Modern Theory of the Burden of Public Debt:

The modern theory of public debt or “the new orthodoxy” as Buchanan puts it, is an offshoot of the economics of depression or Keynesian economics. The economic anomaly created by the Great Depression of the 1930s gave way to the development of the new theory of public debt.

The traditional view, that continually unbalanced budget and rapidly rising public debt imperil the financial stability of the nations, gradually gave way to a new conception which states that huge public debt is a national asset rather than a liability and that continuous deficit spending is essential to the economic prosperity of the nation.” The classical theory of public debt assumed full employment and unproductiveness of public expenditure and the classical antagonism towards public borrowing was based on these assumptions.

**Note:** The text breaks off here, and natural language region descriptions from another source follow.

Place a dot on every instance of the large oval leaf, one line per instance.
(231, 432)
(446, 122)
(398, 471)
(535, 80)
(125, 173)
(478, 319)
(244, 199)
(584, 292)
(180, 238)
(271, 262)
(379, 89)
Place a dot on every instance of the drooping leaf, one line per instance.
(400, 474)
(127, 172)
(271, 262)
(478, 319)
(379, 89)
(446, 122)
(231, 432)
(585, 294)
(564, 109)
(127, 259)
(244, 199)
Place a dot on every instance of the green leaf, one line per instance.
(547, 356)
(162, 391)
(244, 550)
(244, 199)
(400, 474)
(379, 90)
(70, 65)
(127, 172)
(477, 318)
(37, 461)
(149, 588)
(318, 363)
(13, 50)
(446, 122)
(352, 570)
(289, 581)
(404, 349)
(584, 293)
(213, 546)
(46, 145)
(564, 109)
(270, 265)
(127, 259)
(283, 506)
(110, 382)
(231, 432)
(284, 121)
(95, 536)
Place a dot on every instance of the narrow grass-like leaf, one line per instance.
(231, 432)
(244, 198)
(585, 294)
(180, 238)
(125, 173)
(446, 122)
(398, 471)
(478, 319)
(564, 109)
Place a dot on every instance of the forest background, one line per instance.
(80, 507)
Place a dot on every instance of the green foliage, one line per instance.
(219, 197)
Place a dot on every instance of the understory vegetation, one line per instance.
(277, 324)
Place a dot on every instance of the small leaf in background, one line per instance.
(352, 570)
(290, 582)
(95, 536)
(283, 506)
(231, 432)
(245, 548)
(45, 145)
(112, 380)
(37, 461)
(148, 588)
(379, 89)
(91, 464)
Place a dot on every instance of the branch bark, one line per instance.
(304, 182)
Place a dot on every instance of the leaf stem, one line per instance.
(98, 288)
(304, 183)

But, S. E. Harris observes that “once the economists, in a more realistic mood, allowed for unemployment, assumed elasticity in monetary supplies and agreed that Government expenditures could be productive and need not necessarily be wasteful, the case for public borrowing was strengthened.” It means that modern theory assumed that public expenditure need not be wasteful. It can be productive and an essential means of increasing employment.

Prof. A. H. Hansen, the exponent of modern fiscal theory also said that public debt is an essential means of increasing employment and has become an instrument of economic policy today.

Thus, the modern theory of public debt is concerned with macroeconomic variables and not with individual utilities; it assumes the whole economy as a unit. Modern economists believe that internally held public debt involves no burden since we owe it to ourselves.

According to them, external debt is regarded as a definite burden since repayment of principal and interest to foreign countries are entailed, such repayment involves a transfer of real goods and services from the debtor to the creditor country in payment of interest and principal amount.